There is nothing inherently wrong with this; the NDP can do whatever it wants, and the policy doesn’t actually limit signatures from cis men since the rule is only about required signatures (500 total); candidates can continue to collect signatures from cis men beyond the required total. But it’s a trap set by the party, fallen into by the party, to the party’s enduring misfortune.
Of course the public is going to pay more attention to an ultimately irrelevant nomination requirement than the party’s statement about invoking Section 107, mostly because it’s a caricature of the NDP. In a podcast interview, Mr. Davies acknowledged that the party has veered too much into identity politics and away from its roots as a party made up of the working class, for the working class. “I don’t think we’re talking about the real issues that most working people are struggling with,” he said.

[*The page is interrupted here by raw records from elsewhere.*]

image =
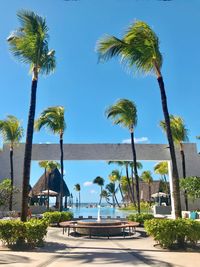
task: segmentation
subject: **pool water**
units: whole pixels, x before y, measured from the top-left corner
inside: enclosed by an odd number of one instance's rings
[[[96,207],[81,207],[70,209],[70,211],[74,214],[74,218],[78,218],[79,216],[83,216],[83,218],[88,218],[88,216],[92,216],[92,218],[97,218],[98,210],[99,209]],[[116,218],[117,216],[120,216],[121,218],[126,218],[126,216],[132,213],[134,213],[134,211],[124,211],[112,207],[102,207],[100,209],[100,216],[105,218],[107,216],[110,216],[111,218]]]

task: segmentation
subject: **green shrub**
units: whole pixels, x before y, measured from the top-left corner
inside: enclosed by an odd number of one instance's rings
[[[14,245],[25,236],[26,227],[19,220],[0,221],[0,239],[5,245]]]
[[[190,219],[152,219],[145,221],[147,234],[153,236],[162,247],[196,244],[200,240],[200,223]]]
[[[49,211],[43,213],[43,218],[48,221],[49,224],[59,223],[60,221],[60,212],[59,211]]]
[[[28,222],[19,220],[0,221],[0,239],[7,246],[28,244],[31,247],[41,246],[47,233],[45,220],[32,219]]]
[[[68,211],[50,211],[43,214],[43,218],[49,222],[49,224],[59,223],[63,221],[70,221],[73,218],[73,213]]]
[[[26,240],[31,246],[42,246],[47,233],[48,223],[45,220],[31,219],[25,223]]]
[[[133,204],[129,204],[126,207],[120,208],[120,210],[132,210],[132,211],[136,211],[138,210],[137,205],[133,205]],[[140,210],[141,212],[149,212],[151,211],[151,205],[149,202],[147,201],[141,201],[140,202]]]
[[[62,211],[60,216],[60,222],[71,221],[73,219],[73,213],[69,211]]]
[[[141,213],[141,214],[130,214],[128,216],[128,221],[139,222],[140,224],[144,224],[146,220],[153,219],[153,214],[150,213]]]

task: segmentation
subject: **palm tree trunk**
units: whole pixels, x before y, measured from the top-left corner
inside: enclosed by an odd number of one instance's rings
[[[48,183],[47,183],[47,168],[44,168],[44,177],[45,177],[45,189],[47,190],[48,188]]]
[[[131,183],[130,183],[130,179],[129,179],[128,164],[126,164],[126,179],[127,179],[127,183],[128,183],[130,201],[135,205],[134,196],[133,196],[133,192],[131,189]]]
[[[60,211],[63,210],[63,133],[60,134],[60,166],[61,166],[61,180],[60,180]]]
[[[115,201],[116,201],[116,203],[117,203],[117,206],[120,208],[120,205],[119,205],[119,202],[118,202],[118,200],[117,200],[116,194],[115,194],[114,196],[115,196]]]
[[[136,206],[135,203],[135,184],[134,184],[134,177],[133,177],[133,166],[131,165],[131,183],[132,183],[132,197],[133,197],[133,203]]]
[[[149,204],[151,205],[151,185],[149,184]]]
[[[14,172],[13,172],[13,147],[10,146],[10,201],[9,201],[9,210],[12,211],[12,203],[13,203],[13,182],[14,182]]]
[[[30,101],[30,108],[28,115],[28,125],[27,125],[26,144],[24,153],[22,209],[21,209],[21,220],[23,222],[27,220],[27,212],[28,212],[28,193],[30,184],[30,167],[31,167],[33,129],[34,129],[34,119],[35,119],[35,108],[36,108],[36,92],[37,92],[37,79],[33,79],[31,85],[31,101]]]
[[[166,124],[166,132],[167,132],[167,139],[169,143],[169,150],[172,160],[172,183],[173,183],[173,189],[174,189],[174,208],[175,208],[175,218],[181,217],[181,201],[180,201],[180,187],[179,187],[179,176],[178,176],[178,168],[176,163],[176,154],[175,154],[175,148],[174,148],[174,142],[172,138],[171,133],[171,127],[170,127],[170,118],[169,118],[169,112],[167,107],[167,97],[165,93],[165,86],[163,82],[162,76],[158,76],[157,78],[158,84],[160,87],[160,94],[161,94],[161,100],[162,100],[162,109],[163,114],[165,118],[165,124]]]
[[[120,185],[120,184],[119,184],[119,192],[120,192],[120,194],[121,194],[122,202],[123,202],[123,204],[124,204],[124,195],[123,195],[123,193],[122,193],[122,188],[121,188],[121,185]]]
[[[180,153],[181,153],[181,161],[182,161],[182,170],[183,170],[183,178],[186,178],[186,167],[185,167],[185,153],[183,149],[183,144],[180,143]],[[185,200],[185,209],[188,211],[188,198],[187,191],[184,191],[184,200]]]
[[[49,187],[50,187],[50,180],[51,180],[51,172],[48,175],[47,181],[47,210],[49,211]]]
[[[138,172],[137,172],[137,157],[136,157],[133,131],[131,131],[131,146],[132,146],[132,153],[133,153],[133,168],[134,168],[135,182],[136,182],[136,196],[137,196],[137,205],[138,205],[137,208],[138,208],[138,213],[140,214],[140,188],[139,188],[139,177],[138,177]]]
[[[102,186],[101,186],[101,193],[100,193],[100,199],[99,199],[99,206],[101,205],[101,200],[102,200]]]

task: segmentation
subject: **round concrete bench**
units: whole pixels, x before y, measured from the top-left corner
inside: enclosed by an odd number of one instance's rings
[[[125,238],[126,236],[126,231],[125,229],[129,229],[129,234],[135,233],[136,227],[139,226],[138,222],[122,222],[120,225],[109,225],[109,226],[100,226],[100,225],[78,225],[77,221],[66,221],[66,222],[61,222],[60,227],[63,228],[63,234],[68,231],[68,236],[70,234],[70,230],[73,229],[74,232],[77,231],[77,229],[87,229],[87,235],[91,238],[92,236],[95,236],[97,234],[96,231],[92,230],[98,230],[101,229],[103,230],[103,234],[101,236],[107,236],[108,239],[110,236],[113,236],[113,231],[114,229],[121,229],[123,237]],[[101,231],[102,232],[102,231]]]

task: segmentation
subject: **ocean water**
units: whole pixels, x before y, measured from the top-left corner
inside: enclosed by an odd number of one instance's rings
[[[79,216],[83,216],[83,218],[88,218],[88,216],[92,216],[92,218],[98,217],[99,208],[97,207],[73,207],[70,209],[73,212],[74,218],[78,218]],[[100,216],[102,218],[106,218],[110,216],[111,218],[116,218],[120,216],[121,218],[126,218],[129,214],[133,213],[133,211],[123,211],[113,207],[101,207],[100,208]]]

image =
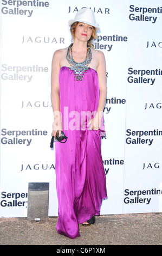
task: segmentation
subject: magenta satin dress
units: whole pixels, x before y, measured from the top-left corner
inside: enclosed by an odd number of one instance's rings
[[[90,69],[82,81],[76,81],[74,71],[63,66],[59,82],[63,131],[68,139],[64,144],[55,142],[56,229],[59,234],[75,239],[80,235],[79,224],[99,215],[102,200],[107,198],[101,151],[105,131],[103,116],[100,130],[94,131],[87,129],[89,115],[85,115],[98,109],[100,90],[96,71]]]

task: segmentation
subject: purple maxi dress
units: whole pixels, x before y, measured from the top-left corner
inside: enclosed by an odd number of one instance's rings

And most working-class people aren’t talking about whether their election representatives have adequate support from people who don’t identify as cis males.
A serious NDP would recognize that marketing and communications is just as important as policy, especially if it wants to win back support from Canadians who abandoned it last election. If it must include a stipulation that 50 per cent of required signatures come from members “who do not identify as cis men,” it ought to frame it as a requirement that “250 signatures come from female, trans, or nonbinary members.” It means the same thing, but it sounds different. It ought to wade into any issues of identity politics with extreme caution, knowing that doing so will inevitably fuel the perception that it is more a campus club than a viable political entity. It ought to talk ad nauseam not simply about union workers, but about gig workers, under-employed workers, and would-be workers who cannot find meaningful employment.
Mr. Carney has provided an opening. Members of the NDP shouldn’t have to provide their pronouns before walking through it.